Эта неспособность сил старого общества к сопротивлению на самом деле говорит об исторической закономерности и неизбежности революции гораздо больше, чем героические легенды, сочиняемые задним числом революционными пропагандистами. Но массовое сознание требует ярких и запоминающихся образов. И их создают. Кадры из эйзенштейновского «Октября», а потом из его звукового ремейка, вышедшего под названием «Ленин в Октябре», подобно французским пропагандистским литографиям штурма Бастилии, заняли место в учебниках истории в качестве «документального иллюстративного материала».
Вернёмся, однако, к Франции. Важнейшей особенностью революционного сознания того времени была рациональность, с которой политический переворот описывал сам себя. Французы не просто свергли старую власть, заменив её новой, после чего лагерь революционеров погрузился в кровавую внутреннюю борьбу. Они очень чётко осмысливали и каталогизировали всё происходящее. Что, впрочем, свойственно было и старому режиму, мышление которого было также пронизано рациональными схемами великого Декарта. В итоге каждый шаг сопровождался самооценкой и самоосмыслением, события выстраивались в систему, а смена институтов и политических курсов выстраивалась в определённой последовательной логике - не только объективно, но и в общественном сознании. Названия месяцев нового революционного календаря, придуманного французскими республиканцами, превратились в политические термины. Сам календарь не прижился, зато все мало-мальски образованные люди знают теперь про термидор и брюмер. Точно так же как французская абсолютная монархия стала образцом для европейского абсолютизма вообще, так и французская революция сделалась своего рода образцовой моделью для всех последующих революционных процессов во всём мире. Оглядываясь на Францию, можно было оценить собственное положение, его перспективы и значение переживаемого в настоящий момент этапа с точки зрения общей динамики истории.
В этом плане аналогии между французской и русской историей не только очевидны, но и поучительны. Говорить и писать о них начали уже в 1917 году, когда Ленин (и не он один) сравнивал большевиков с якобинцами, когда российские революционеры, ещё не выработавшие новый стиль и язык советского режима, называли своих новых министров на французский лад «народными комиссарами», устраивали массовые театрализованные зрелища в стиле Робеспьера и использовали эстетику 1789 года так же, как прежде якобинцы использовали эстетику античную.
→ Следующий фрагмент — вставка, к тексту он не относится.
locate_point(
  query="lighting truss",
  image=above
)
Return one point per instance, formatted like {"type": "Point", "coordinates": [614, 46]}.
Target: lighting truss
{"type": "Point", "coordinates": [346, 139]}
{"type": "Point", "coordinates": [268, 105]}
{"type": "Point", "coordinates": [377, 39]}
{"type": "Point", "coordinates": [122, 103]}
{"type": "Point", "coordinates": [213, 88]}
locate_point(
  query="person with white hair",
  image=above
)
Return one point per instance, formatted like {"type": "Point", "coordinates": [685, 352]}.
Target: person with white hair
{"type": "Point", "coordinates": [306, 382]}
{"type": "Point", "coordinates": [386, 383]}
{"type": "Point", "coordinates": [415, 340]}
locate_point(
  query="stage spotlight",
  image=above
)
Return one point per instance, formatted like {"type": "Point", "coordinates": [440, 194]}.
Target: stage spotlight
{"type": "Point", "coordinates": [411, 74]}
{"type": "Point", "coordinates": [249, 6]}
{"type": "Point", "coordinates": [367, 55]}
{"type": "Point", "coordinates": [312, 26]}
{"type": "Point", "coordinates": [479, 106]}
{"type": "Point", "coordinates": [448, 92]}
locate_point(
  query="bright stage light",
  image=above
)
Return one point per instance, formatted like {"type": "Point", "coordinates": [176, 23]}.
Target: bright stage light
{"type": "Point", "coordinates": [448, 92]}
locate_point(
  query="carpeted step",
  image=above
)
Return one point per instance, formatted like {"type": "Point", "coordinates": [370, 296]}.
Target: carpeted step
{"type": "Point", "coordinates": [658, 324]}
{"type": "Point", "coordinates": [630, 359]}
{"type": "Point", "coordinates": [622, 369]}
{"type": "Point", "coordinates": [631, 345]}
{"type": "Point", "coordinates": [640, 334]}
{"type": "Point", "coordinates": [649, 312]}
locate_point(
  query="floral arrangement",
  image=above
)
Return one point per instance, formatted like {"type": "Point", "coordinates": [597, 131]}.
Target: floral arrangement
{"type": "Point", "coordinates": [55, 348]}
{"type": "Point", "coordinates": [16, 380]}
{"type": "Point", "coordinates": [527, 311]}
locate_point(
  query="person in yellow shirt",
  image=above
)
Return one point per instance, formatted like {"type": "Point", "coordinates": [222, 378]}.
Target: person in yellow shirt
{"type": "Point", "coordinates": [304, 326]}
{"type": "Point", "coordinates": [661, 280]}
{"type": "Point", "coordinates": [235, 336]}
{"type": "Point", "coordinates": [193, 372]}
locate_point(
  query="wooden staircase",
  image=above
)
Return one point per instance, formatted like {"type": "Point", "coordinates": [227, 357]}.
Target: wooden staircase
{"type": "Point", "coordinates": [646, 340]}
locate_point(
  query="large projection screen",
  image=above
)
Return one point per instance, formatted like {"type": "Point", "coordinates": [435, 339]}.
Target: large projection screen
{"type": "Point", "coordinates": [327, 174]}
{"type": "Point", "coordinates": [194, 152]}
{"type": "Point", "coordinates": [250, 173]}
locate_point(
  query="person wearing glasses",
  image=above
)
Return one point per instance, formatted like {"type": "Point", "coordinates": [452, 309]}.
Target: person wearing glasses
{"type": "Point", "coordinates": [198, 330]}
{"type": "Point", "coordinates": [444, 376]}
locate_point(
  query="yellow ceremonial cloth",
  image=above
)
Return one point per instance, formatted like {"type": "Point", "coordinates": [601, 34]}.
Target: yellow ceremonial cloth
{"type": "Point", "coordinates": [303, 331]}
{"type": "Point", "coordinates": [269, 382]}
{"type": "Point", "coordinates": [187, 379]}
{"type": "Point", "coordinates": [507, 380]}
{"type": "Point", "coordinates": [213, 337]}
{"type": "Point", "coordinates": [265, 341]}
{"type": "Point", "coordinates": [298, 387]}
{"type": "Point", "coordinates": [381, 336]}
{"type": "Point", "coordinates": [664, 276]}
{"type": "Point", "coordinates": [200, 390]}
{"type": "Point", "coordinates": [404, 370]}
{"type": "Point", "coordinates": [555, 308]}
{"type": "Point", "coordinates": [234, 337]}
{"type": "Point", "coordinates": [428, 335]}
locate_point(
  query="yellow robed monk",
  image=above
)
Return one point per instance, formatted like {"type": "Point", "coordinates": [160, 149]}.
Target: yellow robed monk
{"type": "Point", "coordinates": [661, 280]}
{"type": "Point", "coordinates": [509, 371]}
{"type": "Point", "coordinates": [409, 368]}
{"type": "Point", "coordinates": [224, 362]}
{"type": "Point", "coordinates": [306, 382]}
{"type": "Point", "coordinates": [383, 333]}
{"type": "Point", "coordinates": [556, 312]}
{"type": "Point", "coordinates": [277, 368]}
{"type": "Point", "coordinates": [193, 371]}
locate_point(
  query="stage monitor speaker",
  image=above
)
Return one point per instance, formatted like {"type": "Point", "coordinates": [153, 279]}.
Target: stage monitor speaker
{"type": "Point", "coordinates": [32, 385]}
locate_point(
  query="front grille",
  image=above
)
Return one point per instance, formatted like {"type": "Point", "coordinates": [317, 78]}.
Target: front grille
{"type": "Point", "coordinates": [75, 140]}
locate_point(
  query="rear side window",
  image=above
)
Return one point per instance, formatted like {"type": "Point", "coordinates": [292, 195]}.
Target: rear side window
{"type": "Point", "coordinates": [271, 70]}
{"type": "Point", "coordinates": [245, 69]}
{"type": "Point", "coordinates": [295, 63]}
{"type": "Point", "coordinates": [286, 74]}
Большевистский режим, установившийся после 1917 года, демонстрировал явные черты сходства с якобинским, даже когда сам не хотел этого. В масштабах России, усиленные новыми техническими средствами, недоступными деятелям XVIII века, все революционные мероприятия приобретали размах, далеко выходящий за рамки французских прецедентов. Это относилось как к достижениям, так и к преступлениям, как к героическим начинаниям, так и к трагическим глупостям. Советский красный террор был повторением террора якобинского, но жертв оказалось несравненно больше. Как, впрочем, и у белого террора, о котором современные критики большевизма почему-то предпочитают забывать.
Между тем из революционной диктатуры неминуемо вырастал термидор - постреволюционный режим, консолидирующий новую власть, отодвигая массы и радикальные элементы от участия в политике. Лев Троцкий после смерти Ленина увидел призрак термидора в блоке центриста Сталина с бухаринским правым крылом партии. Однако история распорядилась иначе. На фоне Великой депрессии и закономерно совпавшего с ней внутреннего «кризиса хлебозаготовок» умеренное крыло потерпело поражение, а центристы устроили свой собственный термидор по совершенно иному сценарию, организовав коллективизацию.
Сталинский термидор плавно перешёл в бонапартизм, революционная риторика сменилась милитаризмом, мировая революция, не будучи официально отменена, превратилась в идеологический инструмент строительства империи. Другое дело, что империя советская, как и наполеоновская, была отнюдь не похожа ни на империи старого мира, ни на колониальные государства. Как и положено в эпоху бонапартизма, победоносные войны сопровождались репрессиями, революционное наследие прославлялось, а революционеров репрессировали. Масштабы репрессий опять многократно превосходили то, что мы видим во Франции. Наполеону Бонапарту вообще повезло: грязную работу взаимного уничтожения до него сделали сами республиканцы, избавив его от необходимости превращать тропические каторжные острова в полноценный ГУЛАГ (хотя некоторые шаги в этом направлении сделаны были). Прогрессивные социально-экономические последствия советский бонапартизм имел так же, как и французский, хоть и не всем это хочется признавать. Происходила модернизация.